Malala Yousafzai, a real life heroine

Saturday 18th October 2014 05:48 EDT
 

Malala Yousafzai is not the usual type of Nobel peace prize winners. She is a real life heroine. She had to be told of her award by a teacher because she does not carry a mobile phone. Malala, known in her native Pakistan for her diary of life under the Taliban, became a global figure two years ago when she was shot in the head by a Taliban gunman for advocating girls education. When she was in intensive care her survival was in doubt, let alone a complete recovery. But operations and treatment, initially in Pakistan and then in Birmingham, pulled her through. Most of us would have opted for a quiet life but she is made of sterner stuff.

On her 16th birthday she addressed the United Nations and her campaign for education for all has been given the recognition it deserves. Now 17, she says that what she has done so far is “just a beginning” and there are still 57 million children who are not in school. She will continue the fight and work to overcome the scepticism about her motives from some groups in Pakistan.

Malala, and her fellow Nobel peace prize winner Kailash Satyarthi, the Indian children’s rights campaigner, are the kind of people who add lustre to this prize. They intend to invite their respective leaders, Nawaz Sharif of Pakistan and Narendra Modi of India, to Oslo for the awards ceremony in an effort to bring reconciliation between their two countries.

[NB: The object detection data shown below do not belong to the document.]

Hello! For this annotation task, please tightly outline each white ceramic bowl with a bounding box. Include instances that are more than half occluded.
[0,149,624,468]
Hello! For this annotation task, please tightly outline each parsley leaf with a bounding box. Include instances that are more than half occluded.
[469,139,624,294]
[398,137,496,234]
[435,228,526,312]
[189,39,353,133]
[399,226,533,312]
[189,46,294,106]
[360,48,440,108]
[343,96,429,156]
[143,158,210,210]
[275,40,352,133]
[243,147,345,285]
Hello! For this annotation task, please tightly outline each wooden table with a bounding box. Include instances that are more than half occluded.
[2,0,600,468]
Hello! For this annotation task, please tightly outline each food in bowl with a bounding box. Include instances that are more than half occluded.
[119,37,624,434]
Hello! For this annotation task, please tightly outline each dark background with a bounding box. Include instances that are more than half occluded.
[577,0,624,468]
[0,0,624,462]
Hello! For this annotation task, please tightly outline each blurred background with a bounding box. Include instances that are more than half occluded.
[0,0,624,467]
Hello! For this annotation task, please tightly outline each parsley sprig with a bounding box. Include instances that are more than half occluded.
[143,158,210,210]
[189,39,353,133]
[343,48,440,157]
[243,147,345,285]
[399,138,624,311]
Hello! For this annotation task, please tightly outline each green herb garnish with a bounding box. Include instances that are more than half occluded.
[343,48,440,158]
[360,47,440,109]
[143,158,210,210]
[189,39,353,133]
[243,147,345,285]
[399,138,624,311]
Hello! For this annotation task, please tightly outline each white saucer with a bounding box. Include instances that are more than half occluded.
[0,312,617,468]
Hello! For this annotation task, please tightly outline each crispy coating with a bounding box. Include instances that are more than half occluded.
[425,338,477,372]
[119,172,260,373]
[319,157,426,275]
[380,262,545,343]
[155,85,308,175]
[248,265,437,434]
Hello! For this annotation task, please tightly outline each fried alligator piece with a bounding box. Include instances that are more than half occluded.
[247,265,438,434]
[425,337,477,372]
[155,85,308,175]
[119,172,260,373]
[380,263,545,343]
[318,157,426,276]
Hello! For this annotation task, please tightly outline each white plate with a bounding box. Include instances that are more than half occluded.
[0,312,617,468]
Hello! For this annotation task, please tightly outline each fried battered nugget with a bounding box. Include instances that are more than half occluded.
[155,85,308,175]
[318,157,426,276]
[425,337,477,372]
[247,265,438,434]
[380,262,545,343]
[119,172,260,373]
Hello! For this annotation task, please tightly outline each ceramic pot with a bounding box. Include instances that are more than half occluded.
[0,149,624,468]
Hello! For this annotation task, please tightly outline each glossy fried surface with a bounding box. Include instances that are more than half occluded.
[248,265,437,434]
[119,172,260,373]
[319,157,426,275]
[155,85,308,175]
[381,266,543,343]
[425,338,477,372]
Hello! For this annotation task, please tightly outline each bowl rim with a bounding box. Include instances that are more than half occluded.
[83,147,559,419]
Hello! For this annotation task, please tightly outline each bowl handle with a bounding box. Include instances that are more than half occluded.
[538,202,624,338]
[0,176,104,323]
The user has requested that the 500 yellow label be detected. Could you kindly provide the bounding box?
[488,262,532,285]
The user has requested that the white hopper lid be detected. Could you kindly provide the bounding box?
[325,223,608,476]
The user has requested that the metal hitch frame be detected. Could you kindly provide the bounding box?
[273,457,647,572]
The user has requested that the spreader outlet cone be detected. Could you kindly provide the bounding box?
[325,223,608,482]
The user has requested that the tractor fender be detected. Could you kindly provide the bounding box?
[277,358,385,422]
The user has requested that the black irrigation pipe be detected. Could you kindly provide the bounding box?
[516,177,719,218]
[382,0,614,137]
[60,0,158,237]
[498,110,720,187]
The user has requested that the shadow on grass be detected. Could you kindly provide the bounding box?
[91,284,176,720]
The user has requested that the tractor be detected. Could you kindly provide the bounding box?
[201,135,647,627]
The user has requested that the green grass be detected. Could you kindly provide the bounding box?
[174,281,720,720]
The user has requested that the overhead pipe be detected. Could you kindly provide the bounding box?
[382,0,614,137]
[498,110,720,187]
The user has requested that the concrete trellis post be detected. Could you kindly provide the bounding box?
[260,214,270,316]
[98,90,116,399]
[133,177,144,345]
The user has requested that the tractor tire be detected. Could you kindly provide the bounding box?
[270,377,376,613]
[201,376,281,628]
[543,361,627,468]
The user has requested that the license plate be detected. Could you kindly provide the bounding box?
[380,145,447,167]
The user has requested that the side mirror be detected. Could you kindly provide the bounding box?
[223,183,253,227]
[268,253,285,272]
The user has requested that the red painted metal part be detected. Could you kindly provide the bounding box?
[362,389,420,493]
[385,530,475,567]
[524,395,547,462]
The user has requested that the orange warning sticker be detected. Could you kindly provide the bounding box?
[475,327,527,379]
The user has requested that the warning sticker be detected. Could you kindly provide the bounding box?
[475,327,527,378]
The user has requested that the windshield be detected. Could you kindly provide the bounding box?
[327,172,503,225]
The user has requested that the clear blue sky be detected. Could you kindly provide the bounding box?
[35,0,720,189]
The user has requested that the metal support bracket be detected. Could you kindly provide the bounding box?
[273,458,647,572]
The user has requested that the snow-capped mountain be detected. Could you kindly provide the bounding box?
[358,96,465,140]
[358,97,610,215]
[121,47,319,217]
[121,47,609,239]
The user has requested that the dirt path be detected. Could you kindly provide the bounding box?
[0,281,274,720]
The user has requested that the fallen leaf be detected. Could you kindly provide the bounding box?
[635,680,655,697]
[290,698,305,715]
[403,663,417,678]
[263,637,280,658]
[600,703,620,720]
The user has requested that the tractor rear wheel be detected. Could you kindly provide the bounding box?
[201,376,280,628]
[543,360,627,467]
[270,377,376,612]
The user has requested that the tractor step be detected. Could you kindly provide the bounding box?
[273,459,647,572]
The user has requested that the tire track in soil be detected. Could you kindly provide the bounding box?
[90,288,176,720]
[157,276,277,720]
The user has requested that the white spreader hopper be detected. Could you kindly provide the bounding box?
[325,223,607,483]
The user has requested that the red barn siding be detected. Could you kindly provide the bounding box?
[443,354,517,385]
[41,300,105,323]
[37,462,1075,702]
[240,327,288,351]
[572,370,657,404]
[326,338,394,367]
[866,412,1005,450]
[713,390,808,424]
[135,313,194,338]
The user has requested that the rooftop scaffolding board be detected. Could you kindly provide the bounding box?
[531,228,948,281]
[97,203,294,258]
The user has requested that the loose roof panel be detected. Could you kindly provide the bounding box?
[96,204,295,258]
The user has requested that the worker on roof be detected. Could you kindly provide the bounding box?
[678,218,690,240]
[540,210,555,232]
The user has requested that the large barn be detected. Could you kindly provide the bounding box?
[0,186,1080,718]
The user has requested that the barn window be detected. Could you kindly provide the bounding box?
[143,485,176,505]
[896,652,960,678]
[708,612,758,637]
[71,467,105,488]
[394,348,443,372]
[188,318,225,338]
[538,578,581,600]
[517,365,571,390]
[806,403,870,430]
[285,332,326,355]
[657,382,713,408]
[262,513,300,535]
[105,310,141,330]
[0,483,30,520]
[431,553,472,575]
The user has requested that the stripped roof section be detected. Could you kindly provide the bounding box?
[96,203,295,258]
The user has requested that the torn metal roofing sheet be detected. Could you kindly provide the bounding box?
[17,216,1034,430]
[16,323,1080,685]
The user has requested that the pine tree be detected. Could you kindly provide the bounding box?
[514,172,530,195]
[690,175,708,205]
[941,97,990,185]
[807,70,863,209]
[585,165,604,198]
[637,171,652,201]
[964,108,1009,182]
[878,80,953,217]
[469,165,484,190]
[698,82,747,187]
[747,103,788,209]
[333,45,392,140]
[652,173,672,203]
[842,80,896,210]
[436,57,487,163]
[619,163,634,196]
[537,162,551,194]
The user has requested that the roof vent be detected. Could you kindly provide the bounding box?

Most of all, both have been working to improve the lot of children - in today’s troubled world the best route to lasting peace - without any expectation of reward. Better to give the prize to such inspiring individuals than to a war-monger or even a democratic political leader such as Barack Obama who was awarded his on entering the White House. Recent Nobel peace awards - to the European Union or the International Atomic Energy Authority - have made people scratch their heads.

Malala and Satyarthi do their work because they want to improve the human condition. They do it because they believe it is possible to overcome prejudice and injustice. We applaud them for it as we celebrate their prize. The Nobel committee has got this one right at last.

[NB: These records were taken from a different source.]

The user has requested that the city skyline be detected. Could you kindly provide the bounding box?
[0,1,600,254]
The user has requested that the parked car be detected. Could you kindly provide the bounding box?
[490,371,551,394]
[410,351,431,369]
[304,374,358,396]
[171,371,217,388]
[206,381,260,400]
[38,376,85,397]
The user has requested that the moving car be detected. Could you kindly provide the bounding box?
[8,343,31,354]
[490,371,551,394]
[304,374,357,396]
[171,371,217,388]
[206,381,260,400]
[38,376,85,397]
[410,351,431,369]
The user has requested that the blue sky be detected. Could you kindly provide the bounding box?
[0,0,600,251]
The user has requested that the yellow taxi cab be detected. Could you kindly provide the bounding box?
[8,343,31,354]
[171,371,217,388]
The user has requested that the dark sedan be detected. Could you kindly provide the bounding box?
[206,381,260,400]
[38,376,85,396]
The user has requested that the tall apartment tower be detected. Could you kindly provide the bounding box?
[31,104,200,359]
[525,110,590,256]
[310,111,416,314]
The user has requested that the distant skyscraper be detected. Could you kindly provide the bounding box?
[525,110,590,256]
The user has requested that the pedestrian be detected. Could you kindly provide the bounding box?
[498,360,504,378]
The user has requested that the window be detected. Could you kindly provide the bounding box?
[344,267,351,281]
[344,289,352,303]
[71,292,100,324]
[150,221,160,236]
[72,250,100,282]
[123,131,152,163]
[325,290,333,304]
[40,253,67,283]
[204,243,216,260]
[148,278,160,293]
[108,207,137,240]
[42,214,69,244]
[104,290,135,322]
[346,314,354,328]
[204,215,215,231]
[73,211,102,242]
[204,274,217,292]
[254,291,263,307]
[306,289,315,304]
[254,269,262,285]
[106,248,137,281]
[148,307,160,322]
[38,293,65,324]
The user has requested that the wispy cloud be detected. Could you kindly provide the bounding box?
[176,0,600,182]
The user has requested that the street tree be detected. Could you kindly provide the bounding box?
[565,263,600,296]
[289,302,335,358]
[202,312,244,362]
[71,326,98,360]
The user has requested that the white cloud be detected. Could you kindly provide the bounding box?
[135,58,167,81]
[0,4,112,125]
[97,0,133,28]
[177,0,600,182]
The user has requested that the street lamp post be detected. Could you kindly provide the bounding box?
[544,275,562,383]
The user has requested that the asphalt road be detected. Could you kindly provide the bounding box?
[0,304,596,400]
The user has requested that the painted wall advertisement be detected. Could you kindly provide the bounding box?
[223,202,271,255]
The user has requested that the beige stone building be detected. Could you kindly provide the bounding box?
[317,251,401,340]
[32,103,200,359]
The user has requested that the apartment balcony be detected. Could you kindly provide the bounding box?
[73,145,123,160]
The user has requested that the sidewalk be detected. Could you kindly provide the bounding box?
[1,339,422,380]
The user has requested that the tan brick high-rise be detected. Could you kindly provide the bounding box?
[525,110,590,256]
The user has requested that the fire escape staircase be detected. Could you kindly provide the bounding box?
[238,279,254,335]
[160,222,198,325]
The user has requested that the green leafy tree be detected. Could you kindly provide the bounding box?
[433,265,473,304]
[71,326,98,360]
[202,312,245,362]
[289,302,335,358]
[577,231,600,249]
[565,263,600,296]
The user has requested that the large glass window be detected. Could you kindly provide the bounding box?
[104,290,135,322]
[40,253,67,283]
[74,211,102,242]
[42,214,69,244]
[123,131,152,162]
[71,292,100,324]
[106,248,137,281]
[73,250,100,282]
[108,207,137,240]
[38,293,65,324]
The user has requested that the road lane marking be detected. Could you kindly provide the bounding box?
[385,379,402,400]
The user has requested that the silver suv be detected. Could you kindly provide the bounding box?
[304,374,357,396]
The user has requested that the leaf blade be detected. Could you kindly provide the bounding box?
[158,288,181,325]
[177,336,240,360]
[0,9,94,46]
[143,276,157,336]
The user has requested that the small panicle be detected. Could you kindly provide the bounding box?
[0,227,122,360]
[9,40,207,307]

Malala's main preoccupation now is her GCSE exams. She is worried about the lessons she will miss while attending the award ceremony.

The 17-year-old spent her first evening as the youngest Nobel laureate at home in Birmingham with her parents watching Pakistani television. “I had caught a cold and wasn’t feeling so good,” she said. Messages poured in from all over the world for the Pakistani girl who two years ago was critically ill after being shot in the head by the Taliban for standing up for the right of girls to go to school. “I’m feeling really honoured and happy,” she said.

“People’s love really helped me recover from the shooting and be strong so I want to do all I can to contribute to society.” Aware that she might win the Nobel prize, she had arranged for a teacher to come into her chemistry class after 10 am on Friday once it had been announced.

“We were learning about electrolysis of copper. I don’t have a mobile phone so my teacher had said she’d come if there was news. It was 10.15 am and she hadn’t come in so I thought: oh well, I didn’t win. I’m really young and I’m just at the beginning of my work.”

Then the teacher appeared a few minutes later and told her the news. “I think my teachers were more excited than me. Their smiles were bigger than mine. I just went to my physics lesson,” Malala said.